AUTHOR INTERVIEW: John Harding, Distant Snows
- Tuesday 7 February 2017
Released on 16 December, John Harding's book Distant Snows recalls his global explorations, which spanned sixty years across four continents. During this time he climbed many classic peaks including Mont Blanc, Mount Kenya, and Mount Cook, explored obscure ranges, and pioneered ski mountaineering expeditions in Turkey, Spain and Greece. Following the book's release, we caught up with him to talk about his adventures.
1. How much did your early trip to Iran with the Cambridge University Mountaineering Club influence your future adventurous lifestyle?
Very much for although I was already hooked on climbing, this expedition first opened my eyes to the world beyond Europe. A principal reason for joining the Colonial Service was adventure (and, dare one say it, also public service) with the prospect of having long leaves to undertake expeditions. Service in South Arabia had adventure in spades anyway.
2. Some of your early climbing in Britain was made possible through hitch-hiking – something that perhaps wouldn’t be undertaken by young climbers of today. Were you ever apprehensive about relying on the help of strangers? How do you think your mountaineering career would have developed if hitch-hiking hadn’t been an option?
Frankly, I never thought of hitch hiking as hazardous, maybe because I had a degree of confidence in my ability to look after myself having already spent two years National Service in the army. My only disconcerting experience was in Sweden when I was picked up by a harmless enough young man who made unfulfilled sexual advances. As an impecunious undergraduate, it was the only way I could have afforded to get around at the time, but would no doubt have reached the high hills somehow, some other way.
3. Why did your focus begin to shift from mountaineering to ski mountaineering?
Intrigued by my mother’s tales of her skiing holidays in the 1920s, I had always wanted to ski but never been able to afford it until I was twenty-seven and earning a crust. Thereafter, to graduate to ski mountaineering seemed a natural progression and presented another mountaineering challenge. To quote doubly Arnold Lunn and Rickmer Rickmers: ‘Ski mountaineering IS mountaineering: the marriage of two great sports’.
4. Your worldwide adventures have seen you undertake many classic climbs and ski expeditions as well as lesser-known challenges. Which in particular stand out for you?
Climbs would include: Taschhorn Dom traverse (1958: first alpine season); Mt Kenya Nelion & Batian traverse (1961); Ruwenzori: traverse of Margherita/Alexandra/Moebius (1964); Crozzon di Brenta & Cima Tosa N Ridge (Dolomites) (1968); Mount Cook (1970) Gran Paradiso traverse (1976); Mt Broderick NZ (1988). Ski Mountaineering Expeditions: The Pyrenean High Route (1978-1988) – first British; Taurus traverse, Turkey (1990) (First complete traverse of Bolkar & Ala Dag); Kackar Dag traverse, Turkey (1991) (First complete traverse); Corsican High Route (1994) – first British.

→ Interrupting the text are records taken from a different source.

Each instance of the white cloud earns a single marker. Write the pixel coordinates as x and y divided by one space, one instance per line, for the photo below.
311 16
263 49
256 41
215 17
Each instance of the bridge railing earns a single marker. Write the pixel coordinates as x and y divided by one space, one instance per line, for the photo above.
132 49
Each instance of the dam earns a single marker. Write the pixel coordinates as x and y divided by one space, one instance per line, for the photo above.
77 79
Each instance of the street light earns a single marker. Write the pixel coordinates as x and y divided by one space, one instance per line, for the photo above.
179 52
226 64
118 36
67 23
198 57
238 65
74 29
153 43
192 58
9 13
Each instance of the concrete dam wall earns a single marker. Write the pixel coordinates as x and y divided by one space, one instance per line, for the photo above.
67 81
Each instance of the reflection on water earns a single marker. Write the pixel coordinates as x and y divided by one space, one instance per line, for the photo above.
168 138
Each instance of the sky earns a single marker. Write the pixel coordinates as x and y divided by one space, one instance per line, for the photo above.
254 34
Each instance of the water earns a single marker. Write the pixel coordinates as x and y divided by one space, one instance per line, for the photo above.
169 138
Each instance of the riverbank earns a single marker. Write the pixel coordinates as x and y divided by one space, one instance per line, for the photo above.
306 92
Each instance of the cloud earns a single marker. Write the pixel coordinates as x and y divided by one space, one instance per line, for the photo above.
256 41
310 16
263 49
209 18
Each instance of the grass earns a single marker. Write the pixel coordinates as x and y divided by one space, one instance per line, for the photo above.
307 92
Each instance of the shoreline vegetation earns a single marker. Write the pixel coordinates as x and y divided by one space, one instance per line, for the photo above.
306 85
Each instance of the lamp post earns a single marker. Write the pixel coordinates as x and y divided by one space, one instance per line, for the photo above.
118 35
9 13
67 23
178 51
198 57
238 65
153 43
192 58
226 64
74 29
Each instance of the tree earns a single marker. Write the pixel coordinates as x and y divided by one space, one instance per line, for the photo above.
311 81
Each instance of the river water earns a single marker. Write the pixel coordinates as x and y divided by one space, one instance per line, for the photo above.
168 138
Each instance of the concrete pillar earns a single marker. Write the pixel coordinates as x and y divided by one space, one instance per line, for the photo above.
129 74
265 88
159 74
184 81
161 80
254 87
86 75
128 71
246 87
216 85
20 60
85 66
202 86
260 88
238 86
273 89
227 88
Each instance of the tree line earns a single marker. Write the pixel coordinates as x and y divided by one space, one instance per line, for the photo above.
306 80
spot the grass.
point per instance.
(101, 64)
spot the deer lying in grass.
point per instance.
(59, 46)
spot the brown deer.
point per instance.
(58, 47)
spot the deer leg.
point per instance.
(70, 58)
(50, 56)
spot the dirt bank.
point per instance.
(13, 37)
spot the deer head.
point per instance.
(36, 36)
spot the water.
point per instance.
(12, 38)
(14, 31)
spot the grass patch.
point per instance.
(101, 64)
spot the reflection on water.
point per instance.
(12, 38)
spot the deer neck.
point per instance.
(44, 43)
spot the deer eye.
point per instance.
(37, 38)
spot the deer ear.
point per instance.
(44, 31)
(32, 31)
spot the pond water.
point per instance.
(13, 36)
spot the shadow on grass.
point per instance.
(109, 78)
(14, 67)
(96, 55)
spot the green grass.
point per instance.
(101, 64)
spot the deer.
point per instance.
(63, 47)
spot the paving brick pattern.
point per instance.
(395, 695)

5. What prompted you do document your explorations in Distant Snows and did you solely rely on your own journals / memories while writing or did you have access to your climbing companions’ diaries?
To quote from Julian Huxley in my Preface ‘it is one of he duties and priviliges of man to testify to his experience’. I hope that doesn’t sound too pompous, but it certainly inspired me to keep mountaineering diaries thereafter. In writing Distant Snows I relied entirely on my diaries, articles (some referred to in the bibliography) and fading memory. I did not have access or recourse to the diaries of any companions.

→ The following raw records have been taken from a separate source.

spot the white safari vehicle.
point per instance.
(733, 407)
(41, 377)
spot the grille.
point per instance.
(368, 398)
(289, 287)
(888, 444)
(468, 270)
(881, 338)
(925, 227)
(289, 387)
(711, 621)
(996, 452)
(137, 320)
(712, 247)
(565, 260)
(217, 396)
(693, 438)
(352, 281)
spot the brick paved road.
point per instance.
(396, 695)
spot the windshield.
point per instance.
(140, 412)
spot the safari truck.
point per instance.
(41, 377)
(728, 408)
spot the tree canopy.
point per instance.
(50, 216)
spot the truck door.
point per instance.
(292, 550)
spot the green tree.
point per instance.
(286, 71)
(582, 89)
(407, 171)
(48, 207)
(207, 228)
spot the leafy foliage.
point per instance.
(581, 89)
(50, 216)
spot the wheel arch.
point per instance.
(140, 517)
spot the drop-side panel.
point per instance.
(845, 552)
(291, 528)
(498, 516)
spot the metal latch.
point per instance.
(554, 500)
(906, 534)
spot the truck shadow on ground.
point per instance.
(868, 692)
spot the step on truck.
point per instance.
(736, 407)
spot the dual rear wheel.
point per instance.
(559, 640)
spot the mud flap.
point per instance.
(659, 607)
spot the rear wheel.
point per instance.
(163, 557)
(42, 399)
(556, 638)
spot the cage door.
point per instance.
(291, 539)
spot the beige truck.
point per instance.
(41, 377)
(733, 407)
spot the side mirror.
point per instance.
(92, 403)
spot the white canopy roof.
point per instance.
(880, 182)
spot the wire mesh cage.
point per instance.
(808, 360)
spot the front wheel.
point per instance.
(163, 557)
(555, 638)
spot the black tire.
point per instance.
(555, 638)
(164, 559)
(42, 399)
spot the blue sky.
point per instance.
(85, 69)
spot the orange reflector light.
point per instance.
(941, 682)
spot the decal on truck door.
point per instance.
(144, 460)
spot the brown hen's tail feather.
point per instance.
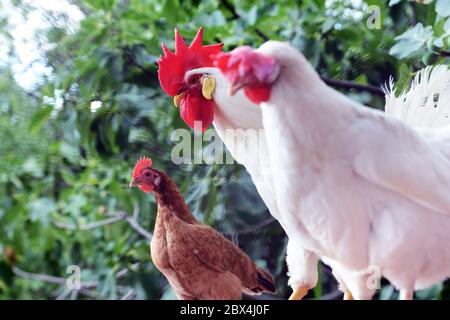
(266, 282)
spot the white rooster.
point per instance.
(364, 191)
(202, 93)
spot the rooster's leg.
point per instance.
(299, 293)
(406, 294)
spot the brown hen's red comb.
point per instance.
(173, 66)
(142, 163)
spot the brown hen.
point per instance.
(198, 262)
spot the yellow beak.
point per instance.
(208, 86)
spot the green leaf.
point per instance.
(403, 80)
(443, 8)
(411, 41)
(40, 118)
(41, 209)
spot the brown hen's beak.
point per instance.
(177, 99)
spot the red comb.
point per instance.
(142, 163)
(173, 66)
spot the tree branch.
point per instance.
(49, 278)
(253, 228)
(355, 86)
(85, 287)
(132, 221)
(444, 53)
(235, 16)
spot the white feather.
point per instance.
(426, 103)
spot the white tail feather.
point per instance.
(426, 103)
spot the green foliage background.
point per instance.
(63, 166)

6. Finally, how do you think mountaineering has changed during the sixty years of your travels and what do you think the future is?

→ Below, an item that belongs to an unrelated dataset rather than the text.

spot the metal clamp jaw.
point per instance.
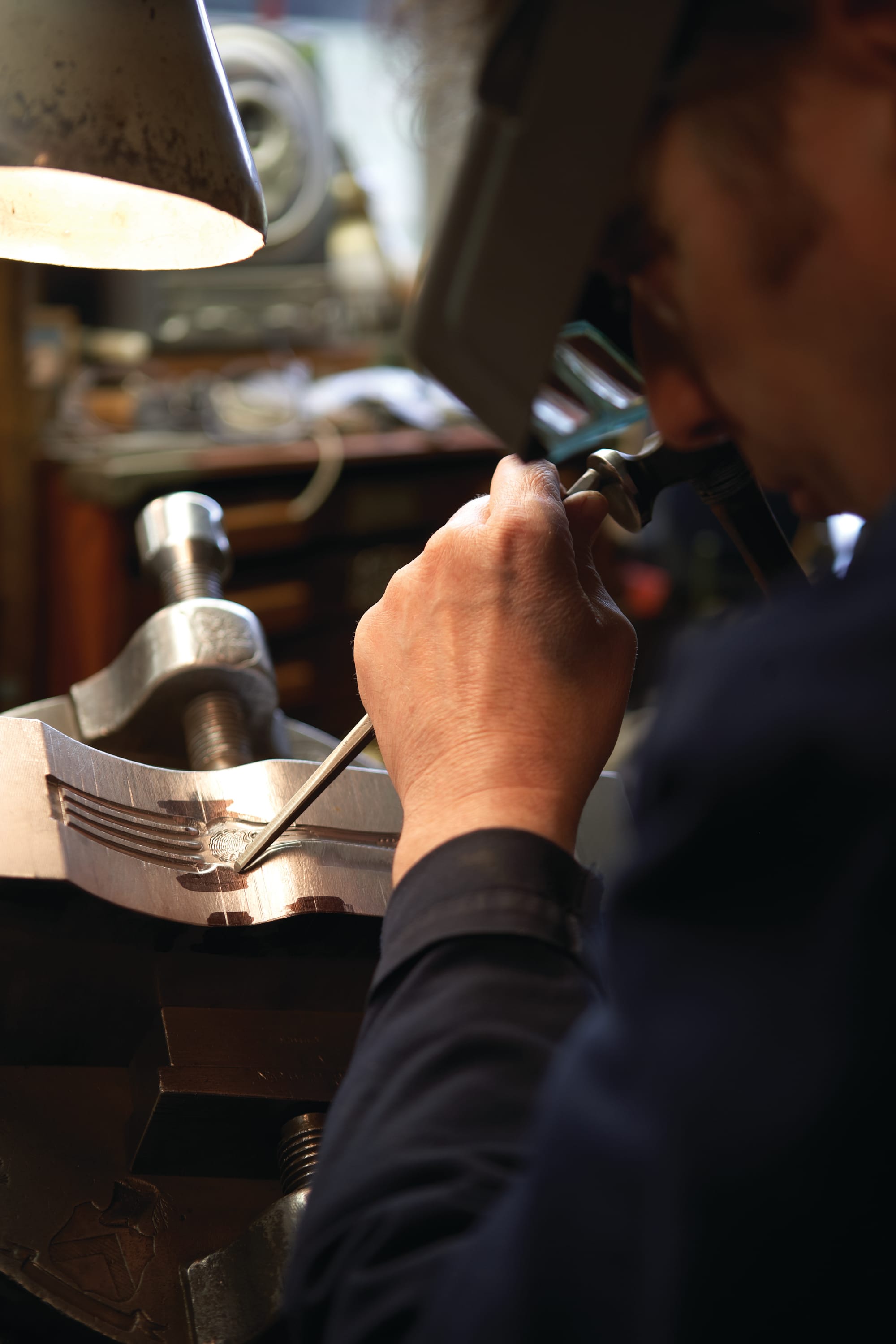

Like all sports, mountaineering has changed almost out of recognition from my own experiences in the 1950s. Climbers are immeasurably more professional, fitter, stronger, better equipped and probably less risk averse (though the huge advances in equipment and technique have helped to push up standards dramatically). I could not possibly predict the future save to say that in another sixty years what might now seem impossible will probably become an ‘easy day for a lady’ (Quoted from Mummery, so no accusations of sexism etc please!).